/maliampi

Maximum Likelihood Amplicon Pipeline

Primary LanguagePythonMIT LicenseMIT

MaLiAmPi

Maximum Likelihood Amplicon Pipeline: An amplicon (PCR / 16S) microbiome pipeline.

Introduction

Maliampi is a phylogenetic placement-based pipeline for handling 16S rRNA amplicons (the most common type of microbiome study data).

Maliampi's overall philosophy is to embrace and work with the inherent ambiguity involved in any PCR / seqencing based approach, as well as rationally deal with the limits of the available references mapping between sequence-space and taxonomy.

A typical workflow:

  1. Create sequence variants
  2. Make a reference package
  3. Place on the reference package
  4. Classify

Advantages of Maliampi

  • Containerized dependencies

    Maliampi uses docker containers for all of the software called by the pipeline. This means no fussing with getting archane academic software matched up properly with dependencies, or issues with reproducing the pipeline environment on your system.

  • Modular design

    While maliampi can start with fastq files straight from the sequencer, you can also opt to use your own sequence variant / OTU generation strategy and just use maliampi to make a reference package.

Installation

Right now, maliampi relies upon a custom-fork of sciluigi. That means one cannot simply install with pip. (Pull request is pending).

Dependencies

  • Python 3
  • Docker (if you want to run locally)

Installation

For a variety of reasons, maliampi works best on an unix-like operating system (linux, MacOS, WSL). Directions here are based on an unix-like system.

  1. Install python3 with pip.

    Ubuntu: sudo apt-get install python3-pip

    Mac: I suggest via brew.

  2. (Optional) Install docker engine community edition.
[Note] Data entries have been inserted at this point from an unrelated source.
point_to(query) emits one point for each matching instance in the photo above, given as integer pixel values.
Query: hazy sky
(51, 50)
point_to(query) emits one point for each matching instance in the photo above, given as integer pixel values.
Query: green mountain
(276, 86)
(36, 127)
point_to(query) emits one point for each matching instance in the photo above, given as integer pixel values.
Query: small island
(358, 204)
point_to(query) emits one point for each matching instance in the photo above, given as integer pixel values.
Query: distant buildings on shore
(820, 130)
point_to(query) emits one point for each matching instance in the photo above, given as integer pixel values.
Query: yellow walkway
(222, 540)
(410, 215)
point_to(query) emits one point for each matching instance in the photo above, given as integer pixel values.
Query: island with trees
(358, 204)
    This is needed if you want to run things locally for testing and is strongly suggested.

    Windows + Docker is not a happy marriage right now--particularly when attempting to bind local directories in containers. Thus, maliampi does not work well on windows, even with docker and python installed.

  3. Create a python virtual environment (strongly recommended).

    i) python3 -m venv maliampi-env

    ii) source maliampi-env/bin/activate

    iii) pip install pip --upgrade

  4. Obtain and install the custom fork of sciluigi

    i. download sciluigi as a zip

    ii. Unzip:

    unzip containertask.zip

    iii. Install using pip:

    pip3 install sciluigi-containertask/

    iv. Copy over and edit the containerinfo.ini file.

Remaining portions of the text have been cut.